Le TCF joue donc un rôle clé dans l'architecture du système OpenRTB, en restituant les préférences des utilisateurs à l'égard des fournisseurs AdTech potentiels et pour diverses finalités de traitement, incluant l'offre de publicités sur mesure. Pour cette raison, la Chambre Contentieuse a constaté que IAB Europe agissait comme responsable du traitement en ce qui concerne la captation des préférences des utilisateurs individuels sous la forme d'un TC String, qui est associé à un utilisateur identifiable.

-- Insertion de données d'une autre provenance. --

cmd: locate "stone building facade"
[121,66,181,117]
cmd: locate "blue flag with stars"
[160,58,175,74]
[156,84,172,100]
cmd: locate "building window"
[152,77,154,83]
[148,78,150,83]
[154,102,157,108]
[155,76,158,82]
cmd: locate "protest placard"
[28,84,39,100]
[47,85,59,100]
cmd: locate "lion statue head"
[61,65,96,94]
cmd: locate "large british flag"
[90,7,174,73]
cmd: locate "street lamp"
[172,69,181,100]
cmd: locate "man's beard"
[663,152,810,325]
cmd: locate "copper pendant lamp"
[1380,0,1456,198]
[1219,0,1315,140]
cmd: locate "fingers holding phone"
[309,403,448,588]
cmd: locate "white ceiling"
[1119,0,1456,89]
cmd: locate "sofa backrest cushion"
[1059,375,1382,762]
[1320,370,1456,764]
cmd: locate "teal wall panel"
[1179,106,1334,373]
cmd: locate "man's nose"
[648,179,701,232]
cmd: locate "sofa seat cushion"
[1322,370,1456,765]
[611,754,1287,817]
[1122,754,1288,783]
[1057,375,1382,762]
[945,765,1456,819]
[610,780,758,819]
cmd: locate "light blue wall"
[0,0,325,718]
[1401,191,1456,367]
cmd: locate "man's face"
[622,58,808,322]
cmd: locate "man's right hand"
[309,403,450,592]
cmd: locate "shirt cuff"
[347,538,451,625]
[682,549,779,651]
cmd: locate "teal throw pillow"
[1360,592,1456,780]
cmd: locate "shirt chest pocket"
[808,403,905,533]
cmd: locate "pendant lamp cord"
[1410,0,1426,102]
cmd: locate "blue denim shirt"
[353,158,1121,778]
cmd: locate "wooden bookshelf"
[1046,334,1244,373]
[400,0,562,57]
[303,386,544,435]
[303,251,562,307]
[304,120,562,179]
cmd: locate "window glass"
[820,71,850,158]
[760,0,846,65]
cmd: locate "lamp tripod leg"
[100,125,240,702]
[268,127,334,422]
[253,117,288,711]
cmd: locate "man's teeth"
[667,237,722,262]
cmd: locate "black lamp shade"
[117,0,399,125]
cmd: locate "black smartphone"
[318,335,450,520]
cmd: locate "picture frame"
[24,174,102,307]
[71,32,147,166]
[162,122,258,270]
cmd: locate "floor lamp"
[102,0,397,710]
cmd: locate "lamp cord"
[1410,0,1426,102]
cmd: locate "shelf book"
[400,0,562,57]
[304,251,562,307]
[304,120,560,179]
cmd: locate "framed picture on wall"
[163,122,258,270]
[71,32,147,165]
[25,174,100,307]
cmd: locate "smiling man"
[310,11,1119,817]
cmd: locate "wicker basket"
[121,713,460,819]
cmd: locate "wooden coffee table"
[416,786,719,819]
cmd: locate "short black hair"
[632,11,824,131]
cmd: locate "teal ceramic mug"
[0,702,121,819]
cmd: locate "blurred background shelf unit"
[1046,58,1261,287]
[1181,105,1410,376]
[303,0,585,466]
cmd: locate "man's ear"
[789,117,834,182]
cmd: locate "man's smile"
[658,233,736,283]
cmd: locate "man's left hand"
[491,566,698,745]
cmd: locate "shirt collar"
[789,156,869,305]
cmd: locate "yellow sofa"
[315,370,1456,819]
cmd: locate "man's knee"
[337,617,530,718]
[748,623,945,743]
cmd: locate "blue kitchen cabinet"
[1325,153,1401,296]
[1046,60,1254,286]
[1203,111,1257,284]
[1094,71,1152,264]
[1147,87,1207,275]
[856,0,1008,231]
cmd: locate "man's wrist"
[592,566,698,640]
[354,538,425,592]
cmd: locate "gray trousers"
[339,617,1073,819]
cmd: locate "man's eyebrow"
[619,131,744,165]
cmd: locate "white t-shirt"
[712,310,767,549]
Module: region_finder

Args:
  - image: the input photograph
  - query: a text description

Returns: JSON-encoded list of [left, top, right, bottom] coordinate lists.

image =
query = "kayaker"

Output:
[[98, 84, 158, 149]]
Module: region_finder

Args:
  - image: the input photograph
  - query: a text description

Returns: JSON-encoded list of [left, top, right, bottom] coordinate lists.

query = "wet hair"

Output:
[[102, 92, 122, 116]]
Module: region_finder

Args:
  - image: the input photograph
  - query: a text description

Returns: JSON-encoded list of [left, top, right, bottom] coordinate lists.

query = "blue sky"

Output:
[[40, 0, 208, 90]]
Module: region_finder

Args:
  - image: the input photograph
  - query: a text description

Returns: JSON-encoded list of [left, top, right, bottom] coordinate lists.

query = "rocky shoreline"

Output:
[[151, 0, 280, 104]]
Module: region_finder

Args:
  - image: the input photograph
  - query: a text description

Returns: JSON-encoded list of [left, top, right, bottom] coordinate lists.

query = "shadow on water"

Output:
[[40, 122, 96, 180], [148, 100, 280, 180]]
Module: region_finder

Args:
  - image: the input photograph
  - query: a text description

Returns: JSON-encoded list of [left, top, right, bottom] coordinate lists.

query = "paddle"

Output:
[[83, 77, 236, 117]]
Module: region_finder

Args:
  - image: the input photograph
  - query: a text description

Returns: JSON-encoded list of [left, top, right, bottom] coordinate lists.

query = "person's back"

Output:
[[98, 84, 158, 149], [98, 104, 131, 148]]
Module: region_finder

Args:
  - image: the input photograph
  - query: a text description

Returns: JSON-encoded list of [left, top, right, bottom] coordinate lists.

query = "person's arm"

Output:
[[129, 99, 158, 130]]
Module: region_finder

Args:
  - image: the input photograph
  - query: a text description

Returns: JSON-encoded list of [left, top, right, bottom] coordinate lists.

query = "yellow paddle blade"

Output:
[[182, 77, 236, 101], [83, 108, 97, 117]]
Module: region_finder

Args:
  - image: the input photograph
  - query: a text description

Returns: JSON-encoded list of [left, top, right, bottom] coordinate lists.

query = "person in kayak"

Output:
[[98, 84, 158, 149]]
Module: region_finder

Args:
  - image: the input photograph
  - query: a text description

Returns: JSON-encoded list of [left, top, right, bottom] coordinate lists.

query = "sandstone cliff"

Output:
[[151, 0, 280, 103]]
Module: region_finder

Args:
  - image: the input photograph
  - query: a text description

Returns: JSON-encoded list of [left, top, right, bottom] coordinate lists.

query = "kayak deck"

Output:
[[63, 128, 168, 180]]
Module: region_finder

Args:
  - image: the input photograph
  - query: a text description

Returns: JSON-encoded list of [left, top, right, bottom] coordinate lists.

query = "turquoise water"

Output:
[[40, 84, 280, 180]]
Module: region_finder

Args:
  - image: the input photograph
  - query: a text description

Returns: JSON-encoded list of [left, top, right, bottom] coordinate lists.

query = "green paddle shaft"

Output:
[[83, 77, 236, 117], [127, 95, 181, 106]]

Par ailleurs, la Chambre Contentieuse a constaté une série de violations du RGPD dans le chef d'IAB Europe :

  • l'absence de fondement juridique pour le traitement du TC String et la présentation de fondement juridiques insuffisants par le TCF pour le traitement ultérieur des données à caractère personnel collectées par les acteurs AdTech ;
  • un manque d'informations claires et spécifiques fournies aux utilisateurs via l'interface CMP au sujet du traitement de données, de sorte qu'ils ne sont pas en mesure de comprendre la nature, la portée et les conséquences du traitement ;
  • un manque de mesures techniques et organisationnelles appropriées, conformément aux principes de protection des données dès la conception et de protection des données par défaut, afin notamment de garantir l'exercice effectif des droits des personnes concernées et de contrôler la validité et l'intégrité des choix des utilisateurs ;
  • l'omission de tenir un registre des activités de traitement, de désigner un DPO et de réaliser une "AIPD".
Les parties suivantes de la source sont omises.